Large amounts of good (HDL) or bad (LDL) fats are not beneficial. It’s like smearing too much moisturizer on your face. Nutritional experts recommend getting between 25% and a maximum of 30% of our daily energy requirement from fat.

Foods that complement each other include whole-grain rice and beans, pasta with cheese, pita bread and hummus, and peanut butter on toast.

Plants that contain all the necessary amino acids in the necessary quantities include soya, quinoa, amaranth, spirulina algae, buckwheat, and chia seeds. Tofu has a well-deserved reputation as an alternative to meat, but increasing numbers of people are developing allergic reactions to it, Enders notes.

A simple reason why almost no one is allergic to meat, for example, is that humans themselves are made of meat, and so we generally have few problems digesting it.

Many bottles of salad dressings found in the supermarket contain fructose-glucose syrup (often known as corn syrup), which is harmful. Studies have shown that it can suppress the hormone named leptin that makes us feel satiated, even in people who are not fructose intolerant. A salad containing the same number of calories but with homemade vinaigrette or yogurt dressing all keep you full longer, according to the author.

The average American (and Israeli) consumes 80 grams of sugar per day. Our parents’ generation, consuming just honey on their toast, far fewer processed foods and a normal amount of fruit, ingested only around 16 to 24 grams per day. The neurotransmitter serotonin not only puts us in a good mood, it is also responsible for making us feel pleasantly full after a meal. Too much snacking is a side effect of fructose intolerance if it’s accompanied by other symptoms such as stomach aches.

Curing meats with large amounts of nitrate salts was once the common way to ensure that people would not be poisoned by what they ate. But today, sausage and cold meats must now contain no more than 100 milligrams of nitrate per kilogram of meat, causing rates of stomach cancer to drop considerably. It’s best to avoid such foods completely.

Our hunter-gather ancestors ate up to 500 different local roots, herbs, and other plants in a year; a typical modern diet includes just 17 different agricultural plants at most. It is not surprising that our gut has lots of problems with a dietary change of that scale.

Feces are not made up mostly of indigestible food waste, Enders writes. More than half consists of water, and one-third of bacteria, with a third containing indigestible vegetable fiber, remains of medicine, cholesterol, and food colors that the body wants to get rid of. The more fruit and vegetables you eat, the more feces you excrete in each bowel movement. Enders describes the differences in consistency and color of poop.

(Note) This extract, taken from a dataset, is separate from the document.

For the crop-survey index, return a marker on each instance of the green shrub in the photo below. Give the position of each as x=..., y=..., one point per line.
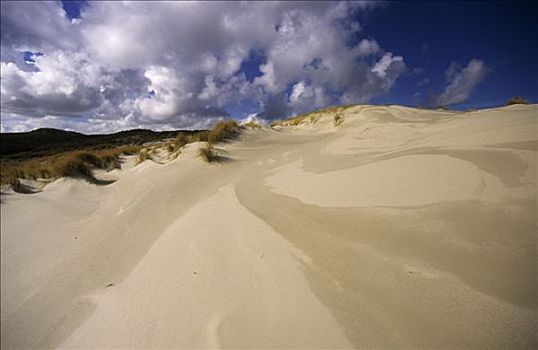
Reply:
x=208, y=153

The microbiome (collection of huge numbers of bacteria – good and bad – in the gut), which was hardly known to the public only a few years ago, is the subject of a large amount of scientific research and public discussion. Taken together, our gut bacteria has 150 times more genes than a human being. Children born by cesarean section take months or even longer to develop a normal population of gut bacteria. Three-quarters of newborn babies who pick up typical hospital germs are those born by cesarean section. They also have an increased risk of developing allergies or asthma.

One American study showed that administering lactobacillus to those babies can reduce their risk of developing allergies. The same treatment has no effect at all on children born naturally.

By the age of seven, there is barely any discernible difference. But one’s microbiome can include bacteria that you “inherited” from your grandparents and parents, and antibiotics taken unnecessarily or in large amounts can destroy some of them.

In many countries like India or Spain, there is almost no regulation of the amount of antibiotics given to animals. This turns the animal’s guts into giant breeding zoos for resistant bacteria, and people in such countries have significantly more infections with multidrug-resistant strains. In Germany, regulations do exist, but even there the rules are ridiculously vague. This allows many vets to make a lot of money in the semi-legal “antibiotic trade,” Enders writes.

All of this is only the tip of the iceberg of the book. Dive into it and visit the museum for a serious but playful introduction to your digestive system.